Gazeteci ve yazar olan Gökçer TAHİNCİOĞLU “Beyaz Toros” adlı kitabında bu yılları “hedef alınanlar için en hafif ceza ‘ölüm’, ailelerin en büyük ödülünün ise ‘çocuklarının ölüsüne kavuşmak’ olduğu bir iklim” olarak tarif eder. Gerçekten 90’lı yıllara mercek tuttuğumuzda hep birlikte görürüz ki bölgemizde hukuk dışılığın yaratmış olduğu paramiliter güçler, büyük bir korku dalgası yayarak kayıp yakınlarının ölüsüne kavuşmasına fırsat vermemiştir.
Yine bir kez daha ifade etmek gerekir ki yaşanan bu ağır insan hakları ihlallerinde devlet ve siyasal iktidar, ne yazık ki olayların aydınlatması yönünde pozitif yükümlülüğünü yerine getirmeyerek adeta failleri cesaretlendirmiş ve yeni kayıp vakalarının ortaya çıkmasına yol açmıştır. Kayıplarımızın dava dosyalarında yer alan birçok somut belge ve tanık beyanına rağmen devlet, yargı erkiyle failleri aklayarak cezasızlık politikasına destek olmuştur. Bu durum kayıp yakınlarının dinmeyen acısını katbekat artırmıştır.
523. haftada biz insan hakları savunucuları ve kayıp yakınları olarak tekrar vurguluyoruz ki;
Ülkemizde gerçek bir adaletin tesisi ancak hakikatlerin ortaya çıkması ile mümkündür. Bir kez daha devletten ve siyasal iktidardan “Geçmişle Yüzleşme ve Hakikatleri Araştırma Komisyonları”nın kurulması ve çalışmalarına başlaması için gerekli adımları atmasını bekliyoruz. Kayıplarımızdan bir haber alana kadar bu mücadelemizden vazgeçmeyeceğimizi güçlü bir şekilde ifade etmek isteriz.
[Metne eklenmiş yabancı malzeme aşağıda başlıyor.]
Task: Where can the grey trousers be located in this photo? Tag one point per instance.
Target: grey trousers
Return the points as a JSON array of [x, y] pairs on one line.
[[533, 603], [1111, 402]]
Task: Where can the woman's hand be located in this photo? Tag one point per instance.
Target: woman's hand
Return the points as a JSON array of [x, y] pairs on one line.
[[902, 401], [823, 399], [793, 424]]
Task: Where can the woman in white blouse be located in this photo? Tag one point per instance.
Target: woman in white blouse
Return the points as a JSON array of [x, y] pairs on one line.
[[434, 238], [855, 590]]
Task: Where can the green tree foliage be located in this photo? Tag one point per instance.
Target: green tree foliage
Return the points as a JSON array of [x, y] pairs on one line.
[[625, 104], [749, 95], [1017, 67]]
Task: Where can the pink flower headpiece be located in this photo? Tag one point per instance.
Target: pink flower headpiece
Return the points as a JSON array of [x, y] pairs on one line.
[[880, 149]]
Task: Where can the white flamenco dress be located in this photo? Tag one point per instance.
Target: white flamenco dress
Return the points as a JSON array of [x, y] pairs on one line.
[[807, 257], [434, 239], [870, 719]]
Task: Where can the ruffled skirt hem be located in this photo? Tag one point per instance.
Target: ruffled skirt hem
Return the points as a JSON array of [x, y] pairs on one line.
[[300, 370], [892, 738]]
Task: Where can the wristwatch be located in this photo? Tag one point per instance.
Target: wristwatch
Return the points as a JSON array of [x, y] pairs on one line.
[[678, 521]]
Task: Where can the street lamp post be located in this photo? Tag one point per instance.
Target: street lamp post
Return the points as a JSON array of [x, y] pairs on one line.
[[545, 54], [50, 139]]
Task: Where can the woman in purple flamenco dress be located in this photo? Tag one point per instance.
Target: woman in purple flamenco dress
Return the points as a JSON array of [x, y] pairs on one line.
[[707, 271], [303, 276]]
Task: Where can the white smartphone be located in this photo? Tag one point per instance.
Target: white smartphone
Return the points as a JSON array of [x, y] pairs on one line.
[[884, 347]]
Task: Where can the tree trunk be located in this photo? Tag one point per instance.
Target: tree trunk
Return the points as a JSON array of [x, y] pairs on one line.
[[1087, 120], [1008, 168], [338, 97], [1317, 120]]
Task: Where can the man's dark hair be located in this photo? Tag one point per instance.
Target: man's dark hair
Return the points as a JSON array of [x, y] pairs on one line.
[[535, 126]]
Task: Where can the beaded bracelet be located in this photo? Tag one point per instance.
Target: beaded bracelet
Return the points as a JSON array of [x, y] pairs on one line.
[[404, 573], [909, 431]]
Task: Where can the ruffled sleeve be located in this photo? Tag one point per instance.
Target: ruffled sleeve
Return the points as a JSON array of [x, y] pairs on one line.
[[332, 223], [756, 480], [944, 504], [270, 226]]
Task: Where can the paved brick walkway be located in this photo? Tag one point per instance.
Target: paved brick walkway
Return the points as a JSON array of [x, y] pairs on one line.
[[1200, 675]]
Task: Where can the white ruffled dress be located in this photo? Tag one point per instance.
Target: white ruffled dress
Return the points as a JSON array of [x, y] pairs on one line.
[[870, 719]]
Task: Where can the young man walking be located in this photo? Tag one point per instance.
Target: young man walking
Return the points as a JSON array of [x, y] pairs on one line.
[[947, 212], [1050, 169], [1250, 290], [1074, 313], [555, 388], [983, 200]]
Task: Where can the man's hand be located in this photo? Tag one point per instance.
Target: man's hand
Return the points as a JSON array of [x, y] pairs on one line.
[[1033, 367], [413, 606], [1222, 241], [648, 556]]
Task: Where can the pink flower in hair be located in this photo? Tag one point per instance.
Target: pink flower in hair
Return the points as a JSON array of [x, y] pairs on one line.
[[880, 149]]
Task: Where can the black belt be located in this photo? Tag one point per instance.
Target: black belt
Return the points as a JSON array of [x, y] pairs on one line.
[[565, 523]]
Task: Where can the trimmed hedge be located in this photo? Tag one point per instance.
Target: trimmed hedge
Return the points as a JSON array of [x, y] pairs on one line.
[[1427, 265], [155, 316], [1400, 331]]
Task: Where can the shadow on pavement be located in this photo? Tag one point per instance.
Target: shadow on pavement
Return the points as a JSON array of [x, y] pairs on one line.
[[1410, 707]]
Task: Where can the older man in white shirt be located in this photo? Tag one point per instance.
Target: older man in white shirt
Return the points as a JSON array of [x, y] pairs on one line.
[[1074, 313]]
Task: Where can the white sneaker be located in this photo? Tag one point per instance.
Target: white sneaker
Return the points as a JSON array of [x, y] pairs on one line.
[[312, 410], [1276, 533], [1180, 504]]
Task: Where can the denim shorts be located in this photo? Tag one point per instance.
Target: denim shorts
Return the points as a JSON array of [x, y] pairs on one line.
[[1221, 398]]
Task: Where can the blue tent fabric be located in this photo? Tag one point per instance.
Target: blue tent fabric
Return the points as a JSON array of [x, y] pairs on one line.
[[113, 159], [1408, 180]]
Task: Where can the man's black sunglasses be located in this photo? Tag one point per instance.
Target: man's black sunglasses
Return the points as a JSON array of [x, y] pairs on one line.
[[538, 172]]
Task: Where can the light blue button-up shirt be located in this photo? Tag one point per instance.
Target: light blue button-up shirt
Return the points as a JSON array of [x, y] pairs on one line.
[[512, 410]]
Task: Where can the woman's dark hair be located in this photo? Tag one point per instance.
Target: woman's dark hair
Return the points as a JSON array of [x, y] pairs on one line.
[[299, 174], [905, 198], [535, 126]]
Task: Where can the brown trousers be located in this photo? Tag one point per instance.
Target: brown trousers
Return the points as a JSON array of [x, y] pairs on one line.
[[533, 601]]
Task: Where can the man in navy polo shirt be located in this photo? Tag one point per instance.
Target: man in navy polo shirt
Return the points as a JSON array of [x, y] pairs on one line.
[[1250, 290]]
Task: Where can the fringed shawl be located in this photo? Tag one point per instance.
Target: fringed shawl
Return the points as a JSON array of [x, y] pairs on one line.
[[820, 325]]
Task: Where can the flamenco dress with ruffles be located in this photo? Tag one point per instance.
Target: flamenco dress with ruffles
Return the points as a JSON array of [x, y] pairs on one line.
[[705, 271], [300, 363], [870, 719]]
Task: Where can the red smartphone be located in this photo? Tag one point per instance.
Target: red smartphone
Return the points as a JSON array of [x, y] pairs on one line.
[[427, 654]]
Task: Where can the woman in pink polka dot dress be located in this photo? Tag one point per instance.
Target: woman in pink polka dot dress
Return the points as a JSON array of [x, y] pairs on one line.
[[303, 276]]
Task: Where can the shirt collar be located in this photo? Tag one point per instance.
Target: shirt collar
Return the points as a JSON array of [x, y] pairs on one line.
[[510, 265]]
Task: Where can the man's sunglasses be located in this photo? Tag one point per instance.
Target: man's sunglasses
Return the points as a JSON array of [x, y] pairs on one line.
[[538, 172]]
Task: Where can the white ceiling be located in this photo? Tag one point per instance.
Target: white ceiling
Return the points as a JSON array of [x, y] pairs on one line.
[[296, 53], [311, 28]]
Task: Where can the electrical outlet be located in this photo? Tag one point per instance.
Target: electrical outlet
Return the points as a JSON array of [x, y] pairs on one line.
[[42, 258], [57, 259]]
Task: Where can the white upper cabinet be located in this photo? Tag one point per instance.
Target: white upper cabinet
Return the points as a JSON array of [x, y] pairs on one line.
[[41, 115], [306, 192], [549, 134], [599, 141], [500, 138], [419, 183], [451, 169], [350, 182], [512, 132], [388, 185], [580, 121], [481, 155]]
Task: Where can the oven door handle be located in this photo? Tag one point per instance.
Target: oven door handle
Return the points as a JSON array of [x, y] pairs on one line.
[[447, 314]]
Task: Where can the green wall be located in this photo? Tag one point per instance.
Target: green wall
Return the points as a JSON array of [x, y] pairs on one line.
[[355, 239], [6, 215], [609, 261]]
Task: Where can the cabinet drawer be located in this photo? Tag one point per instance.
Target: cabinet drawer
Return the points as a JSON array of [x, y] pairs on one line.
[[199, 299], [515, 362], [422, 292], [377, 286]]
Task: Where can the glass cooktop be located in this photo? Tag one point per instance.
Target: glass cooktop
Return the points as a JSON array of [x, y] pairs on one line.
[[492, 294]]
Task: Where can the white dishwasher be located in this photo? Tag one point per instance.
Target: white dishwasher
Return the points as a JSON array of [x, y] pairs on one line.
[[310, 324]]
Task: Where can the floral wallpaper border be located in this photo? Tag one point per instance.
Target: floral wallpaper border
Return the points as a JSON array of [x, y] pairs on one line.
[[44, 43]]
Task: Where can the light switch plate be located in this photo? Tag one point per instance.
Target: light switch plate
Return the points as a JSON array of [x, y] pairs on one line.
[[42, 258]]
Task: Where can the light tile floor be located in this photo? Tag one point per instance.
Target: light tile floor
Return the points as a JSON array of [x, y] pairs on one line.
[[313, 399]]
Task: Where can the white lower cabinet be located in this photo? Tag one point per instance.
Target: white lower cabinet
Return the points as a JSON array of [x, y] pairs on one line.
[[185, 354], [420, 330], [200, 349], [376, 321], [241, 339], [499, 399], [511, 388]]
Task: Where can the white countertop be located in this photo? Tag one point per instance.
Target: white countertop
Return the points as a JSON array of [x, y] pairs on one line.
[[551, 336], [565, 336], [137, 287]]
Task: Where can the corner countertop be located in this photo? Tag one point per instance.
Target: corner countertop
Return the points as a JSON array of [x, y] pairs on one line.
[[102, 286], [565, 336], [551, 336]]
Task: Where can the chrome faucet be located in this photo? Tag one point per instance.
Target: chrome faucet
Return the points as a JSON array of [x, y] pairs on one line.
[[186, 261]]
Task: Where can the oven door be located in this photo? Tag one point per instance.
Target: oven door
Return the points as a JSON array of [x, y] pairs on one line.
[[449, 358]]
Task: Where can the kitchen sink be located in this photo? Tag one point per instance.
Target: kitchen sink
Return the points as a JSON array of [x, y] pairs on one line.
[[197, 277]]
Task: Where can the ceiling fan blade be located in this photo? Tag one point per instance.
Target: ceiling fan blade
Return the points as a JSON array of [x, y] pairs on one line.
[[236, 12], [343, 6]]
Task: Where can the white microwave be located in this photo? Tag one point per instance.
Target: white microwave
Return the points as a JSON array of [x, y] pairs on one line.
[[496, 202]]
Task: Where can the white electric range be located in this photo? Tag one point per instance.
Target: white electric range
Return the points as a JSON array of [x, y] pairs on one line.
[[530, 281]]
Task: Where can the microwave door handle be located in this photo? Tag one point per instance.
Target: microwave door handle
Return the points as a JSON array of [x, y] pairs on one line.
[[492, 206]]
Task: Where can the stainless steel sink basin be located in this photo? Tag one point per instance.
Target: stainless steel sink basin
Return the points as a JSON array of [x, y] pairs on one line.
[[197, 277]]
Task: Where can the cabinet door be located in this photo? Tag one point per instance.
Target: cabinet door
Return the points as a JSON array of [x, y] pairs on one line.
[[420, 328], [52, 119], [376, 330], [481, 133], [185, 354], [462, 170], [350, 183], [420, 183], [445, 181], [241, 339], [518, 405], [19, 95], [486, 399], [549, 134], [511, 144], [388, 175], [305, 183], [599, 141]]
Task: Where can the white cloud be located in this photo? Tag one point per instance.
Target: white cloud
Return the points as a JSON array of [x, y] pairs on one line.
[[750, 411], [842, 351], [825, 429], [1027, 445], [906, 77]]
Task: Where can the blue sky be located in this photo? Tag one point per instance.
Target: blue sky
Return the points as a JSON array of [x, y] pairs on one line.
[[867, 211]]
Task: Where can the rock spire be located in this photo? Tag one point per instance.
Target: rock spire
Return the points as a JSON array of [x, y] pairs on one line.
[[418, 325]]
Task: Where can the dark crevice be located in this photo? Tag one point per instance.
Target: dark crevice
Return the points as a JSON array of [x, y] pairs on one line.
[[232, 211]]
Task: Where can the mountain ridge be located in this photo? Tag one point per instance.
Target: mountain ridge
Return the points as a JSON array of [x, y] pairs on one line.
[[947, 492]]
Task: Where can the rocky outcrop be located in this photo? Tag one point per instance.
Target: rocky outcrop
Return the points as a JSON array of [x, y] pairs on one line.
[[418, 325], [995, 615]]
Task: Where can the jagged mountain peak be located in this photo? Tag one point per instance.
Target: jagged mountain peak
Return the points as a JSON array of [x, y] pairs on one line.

CHP Milletvekili Sezgin Tanrıkulu da faillerin ortaya çıkarılması için mücadele verdiklerini belirterek bu mücadelede sonuna kadar devam edeceklerini vurguladı.
Konuşmaların ardından ise Kardeşleri Ali Tektağ, Mehmet Tektağ'ı faili meçhulde kaybeden İrfet Mutaş ise kardeşlerinin faillerinin bulunmasını istedi.